“My only love sprung from my only hate!” – Film Fest Friday

romeo and julietRomeo + Juliet
Movie Release: 1996
Book (play) Release: 1595
Where to watch: Curled up alone on the couch with a blanket, an oversize hoodie and a bunch of tissues. We’re crying through this one.

I think it’s been popular to bash it in recent years – heck, maybe always – but at least you’ve heard of it. Maybe you read it in its original glory, or saw a college production of it, or just watched Shakespeare in Love and fell into the deep dark pools that are Joseph Fiennes’s eyes. The point is: everyone knows the story of Romeo and Juliet.

The star-crossed lovers (which, by the way, “star crossed” is not a good thing – it means that fate is fucking with your relationship), the battles, the bad blood between families. “Two houses, both alike in dignity in fair Verona where we make our scene…” The story is so powerful that it stands the test of time and high school English classes. Practically any story involving two lovers who aren’t meant to be together is even likened to the ill-fated couple. As if any old love story can be that good.

Fun fact: the story is SO iconic, that Shakespeare didn’t even invent it, he merely improved upon a tale that had already been told and retold.

And sure, it’s sad, but it’s also hilarious: “No, sir, I do not bite my thumb at you, sir! But I do bite my thumb.” And epic: “An thou make minstrels of us, look to hear nothing but discords: here’s my fiddlestick; here’s that shall make you dance!” And moving: “See, how she leans her cheek upon her hand! O, that I were a glove upon that hand, that I might touch that cheek!” Ugh, the language is so beautiful, you could swallow it up and drown in it.
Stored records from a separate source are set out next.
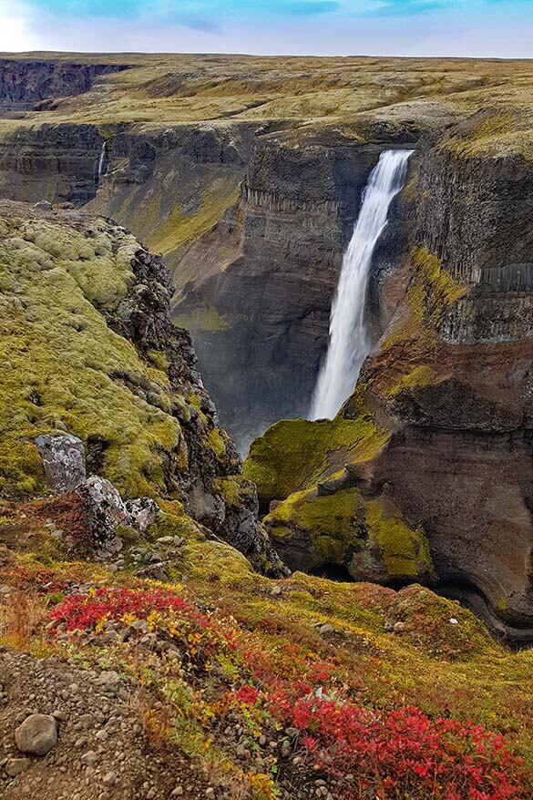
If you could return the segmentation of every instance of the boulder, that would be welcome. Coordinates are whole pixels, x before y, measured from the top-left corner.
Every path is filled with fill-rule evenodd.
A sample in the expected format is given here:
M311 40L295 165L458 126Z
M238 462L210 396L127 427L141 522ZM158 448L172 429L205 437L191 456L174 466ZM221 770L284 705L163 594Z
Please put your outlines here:
M129 523L129 515L118 490L105 477L94 475L77 491L84 500L95 544L108 550L118 550L115 541L117 528Z
M85 447L70 434L41 436L36 445L43 459L46 486L57 492L78 487L87 477Z
M46 755L57 743L57 723L49 714L30 714L15 732L15 741L21 753Z

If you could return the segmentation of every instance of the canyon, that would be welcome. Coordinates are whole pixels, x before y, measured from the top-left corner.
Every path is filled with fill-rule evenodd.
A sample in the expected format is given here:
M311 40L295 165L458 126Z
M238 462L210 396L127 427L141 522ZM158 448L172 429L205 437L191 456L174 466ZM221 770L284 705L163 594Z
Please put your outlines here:
M527 638L529 62L3 65L0 196L102 214L163 255L221 424L242 454L273 426L245 473L288 565L468 586ZM336 423L280 423L309 415L362 192L395 149L413 156L372 260L355 394Z
M0 56L5 800L533 796L532 97Z

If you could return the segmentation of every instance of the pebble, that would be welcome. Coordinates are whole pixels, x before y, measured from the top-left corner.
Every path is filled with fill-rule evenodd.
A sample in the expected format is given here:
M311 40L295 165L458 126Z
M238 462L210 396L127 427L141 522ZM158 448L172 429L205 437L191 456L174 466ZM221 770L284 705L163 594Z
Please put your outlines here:
M32 765L29 758L8 758L4 769L9 777L14 778L29 769Z

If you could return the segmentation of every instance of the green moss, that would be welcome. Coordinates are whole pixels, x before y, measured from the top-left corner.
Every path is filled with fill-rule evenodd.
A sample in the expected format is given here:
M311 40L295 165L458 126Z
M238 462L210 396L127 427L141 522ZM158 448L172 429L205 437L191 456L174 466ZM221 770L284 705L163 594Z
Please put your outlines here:
M400 395L405 389L415 386L429 386L436 376L436 373L427 364L415 366L410 373L402 375L400 380L388 390L389 396Z
M165 536L188 538L198 535L197 525L185 514L179 504L168 504L168 508L170 510L163 511L149 526L147 531L149 541L156 541L156 539Z
M389 436L364 416L282 420L252 443L244 475L257 485L263 502L282 499L333 475L347 462L371 458Z
M435 574L429 544L421 528L409 528L398 512L387 516L380 500L366 503L365 518L390 579L412 579Z
M357 523L360 497L355 488L333 495L316 491L295 492L264 518L274 538L287 538L287 531L309 533L314 550L324 561L342 564L348 549L361 543Z
M462 126L459 131L445 138L441 149L451 150L460 158L471 158L496 153L506 140L510 144L513 138L518 138L518 126L512 114L482 111L466 124L468 122L467 133ZM519 152L522 149L518 149Z
M149 246L166 255L194 241L237 201L239 192L233 179L220 180L204 193L200 207L191 214L184 214L179 206L175 207L162 224L153 229L148 239Z
M157 494L180 434L168 413L169 379L96 307L124 296L135 240L103 221L90 239L43 221L5 221L4 231L0 281L11 288L0 295L0 491L42 490L34 440L68 431L108 442L102 473L123 494Z
M202 305L190 313L179 313L174 316L175 324L190 331L229 331L230 324L218 313L213 305Z
M213 481L213 489L231 508L239 508L243 500L250 500L255 493L253 484L241 475L216 477Z

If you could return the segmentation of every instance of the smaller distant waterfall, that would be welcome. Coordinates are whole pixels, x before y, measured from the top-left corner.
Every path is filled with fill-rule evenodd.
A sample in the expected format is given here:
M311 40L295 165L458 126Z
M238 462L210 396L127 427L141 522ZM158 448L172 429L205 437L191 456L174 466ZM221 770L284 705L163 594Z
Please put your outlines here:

And you have to hand it to the Bard – how many stories tell UP FRONT that the main characters die in the end, yet you sit, captivated, through the whole thing? I swear, every time I watch I hope that this time, she will open her eyes a little faster. Of course she never does.

I find Baz Luhrman’s adaptation to be perfection. I tend to hate his other films – his shtick is to be really overdone, and it doesn’t work for me – but this, the vibrantly youthful Leo and Claire balanced against the decadent, violent worlds of their families – this is just great.

The story:
Do I really have to recap it for you? Billy can do it instead:

“Two households, both alike in dignity,
In fair Verona, where we lay our scene,
From ancient grudge break to new mutiny,
Where civil blood makes civil hands unclean.
From forth the fatal loins of these two foes
A pair of star-cross’d lovers take their life;
Whose misadventured piteous overthrows
Do with their death bury their parents’ strife.”

Better in the movie:

  • God, where do I start? The modern day setting with the Shakespearean English. It works wonderfully here – funny and charming and I feel like I should use “A plague on both your houses” in every day rants.
  • The chemistry between Leonardo DiCaprio and Claire Danes is so palpable, believable and genuine. It’s magic. (And, yeah, I get it. It’s not recommended for young lovers to behave this way.) They both display such a wide-eyed, loving innocence, it’s easy to dismiss the extreme short length of their relationship and just fall in love with them.
  • The music. Pure 90’s gold – Garbage, Butthole Surfers, Radiohead. And that theme – “Kissing You” – when they first meet. Chills.
  • The styling. I love the Verona Beach scenery, with the Hawaiian shirts and terrible haircuts. I especially love Tybalt (John Leguizamo) and his sideburns and vests!

Worse in the movie:

  • I really only have one major qualm with this film: I really, really wish – especially now, with how popular they have gotten – that they had done that scene in the tomb between Paris (an adorable, fresh faced pre-Clueless Paul Rudd) and Romeo. Can you imagine it? We could scrap that weird drug scene in the beginning (though I do LOVE Harold Perrineau’s Mercutio in drag).

Conclusion:
The story is classic, no matter how you spin it. And I think this film is also classic in that nostalgic mid-90’s kind of way, if only for watching young Leo’s acting chops. It shall be savored on many lonely couch-surfing nights to come, as it was in my younger years, all teary eyed and sweatshirt-clad.